Dans cette atmosphère nébuleuse et tamisée, les quatre parfaits virtuoses habitent tour à tour en solo, duo et trio une scénographie épurée qui se métamorphosera au gré des changements d’éclairages très efficaces. Parfois acrobatique, la danse est théâtrale, ludique et élégante. La complicité palpable entre les danseurs tisse une ode à la solidarité, trouvant ses points culminants dans les trios et quatuors formant une chaîne humaine se déplaçant à travers des portés en relais.
Un songe plutôt lisse
Et cette douceur qu’on soulignait d’entrée de jeu persiste. Tant et si bien qu’on reste en attente de quelque chose qui viendrait nous mordre, nous donner rien qu’un petit coup de dent ; hormis cette figure de vieillesse se jouant du temps, brillamment mise en scène, ouvrant la proposition pour être reprise par Arias lui-même dans un solo remarquable venant clore la boucle aux sons des méditations de Nina Simone sur le temps, ce vrai dictateur.
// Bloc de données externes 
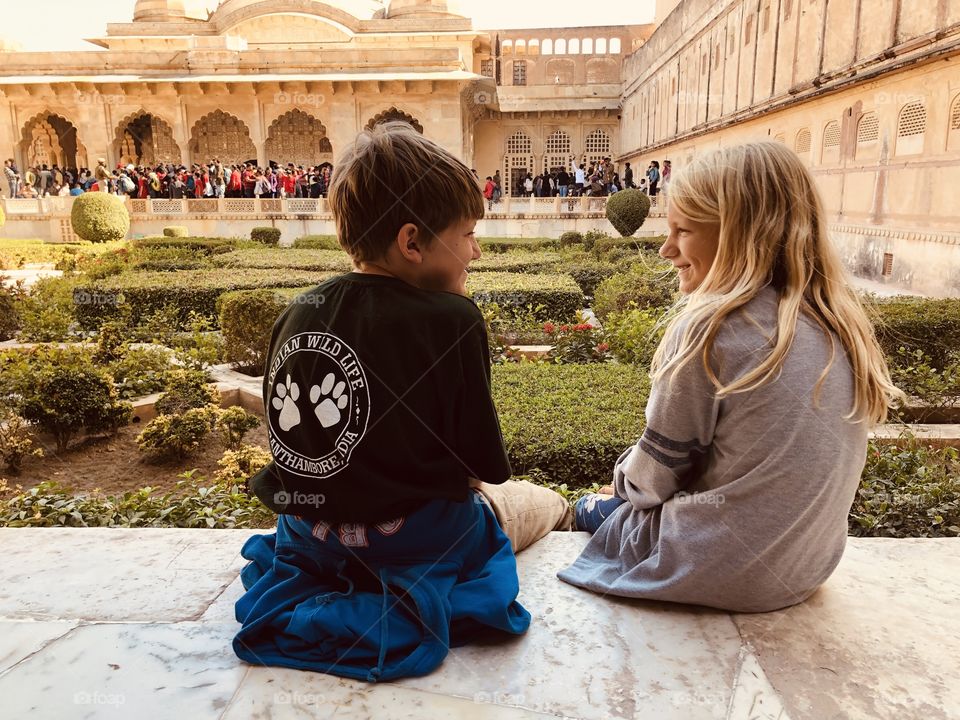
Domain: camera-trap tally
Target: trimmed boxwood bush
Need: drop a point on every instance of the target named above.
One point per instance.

Bien qu’on surlignera des images saisissantes entre l’entrée et la sortie du songe (l’homme à la tête de nuage, la course circulaire et infinie d’un flambeau olympique), il manque dans cet interstice un climax. Notons aussi le « pas de deux » de Jermaine Spivey et Ana Lucia Lucaciu offrant une belle sensibilité, des mouvements finement régulés et unis qui ne laissent rien dépasser. C’est cette esthétique léchée qui finit par nuire à A Rather Lovely Thing, d’où n’émergent que peu de prises de risque.
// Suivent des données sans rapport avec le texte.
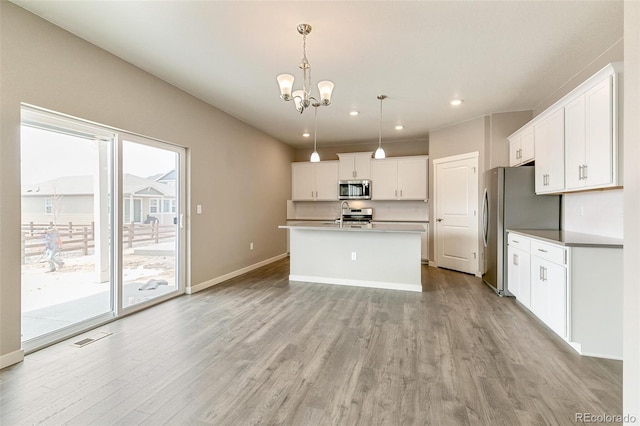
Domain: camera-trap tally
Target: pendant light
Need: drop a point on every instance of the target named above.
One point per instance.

Sur une bande sonore intéressante, tantôt romantique, tantôt mélancolique (cordes, piano), d’où des sonorités ambiantes familières donnant la sensation d’être dans un rêve semi-éveillé, l’écriture chorégraphique de Bryan Arias reste prometteuse et sans prétention. Il est certain qu’elle réussira à conquérir les plus fleur bleue, mais reste qu’elle agacera ceux qui aiment moins être caressés dans le sens du poil.